Here are the first three paragraphs of the article just to give you an idea of what it is about.
Pope Benedict XVI is about to publish a radical new document on social and economic affairs, Caritas in veritate or Love in Truth, in which he is expected to challenge the financial and economic models that he believes are responsible for the financial crisis in the West. He will draw on the full history of the Church’s social teaching to emphasise again the abiding theme of the “common good”. By contrast, the Church of England, which does not even have the recession in a slot for debate at its General Synod in York next month, seems to have left it up to Stephen Green, the chairman of the HSBC bank, to set the moral lead for the nation.
His new book, Good Value: Reflections on Money, Morality and an Uncertain World, is a detailed analysis of the ethical and moral issues arising from the present economic crisis.
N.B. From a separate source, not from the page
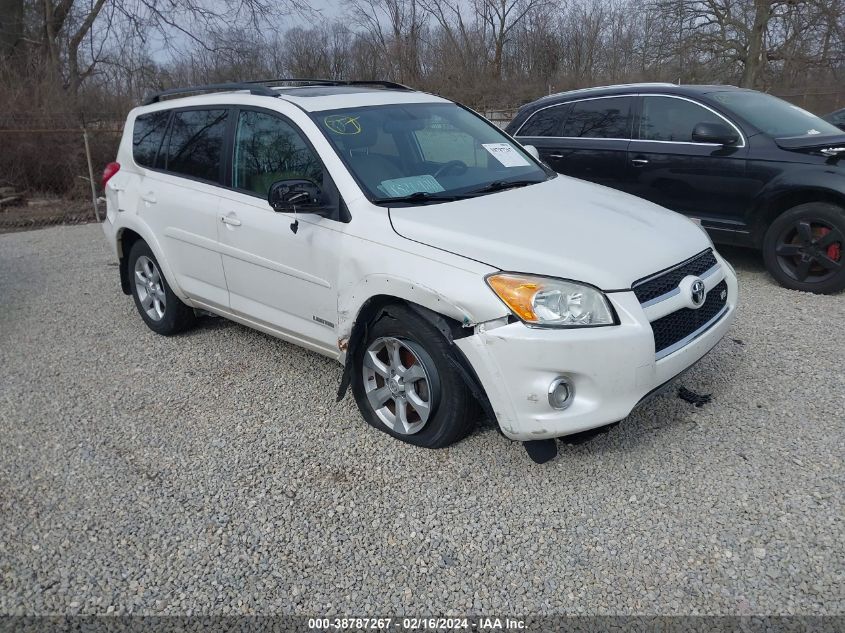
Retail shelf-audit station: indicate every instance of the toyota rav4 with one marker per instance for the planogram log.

It is not remotely didactic and it is mercifully free from the self-righteous pomposity that you might expect from a banker who is also an ordained clergyman.
Green is an NSM, a non-stipendiary minister or a “Not Short of Money”, as they have been described. As a result, he is able to mediate between the god of money, our society’s natural deity, and the biblical pretender to that role, the Christian God, from an elevated position — the 42nd floor of the HSBC building in Canada Square at Canary Wharf, East London.
I’m impressed he went to Mount Athos on retreat, but I’m not sure he is recommending anything unusual. It seems to be the usual talk about servant leadership. However, perhaps he really is a standout because he is walking the talk. If so, we need more folks such as him.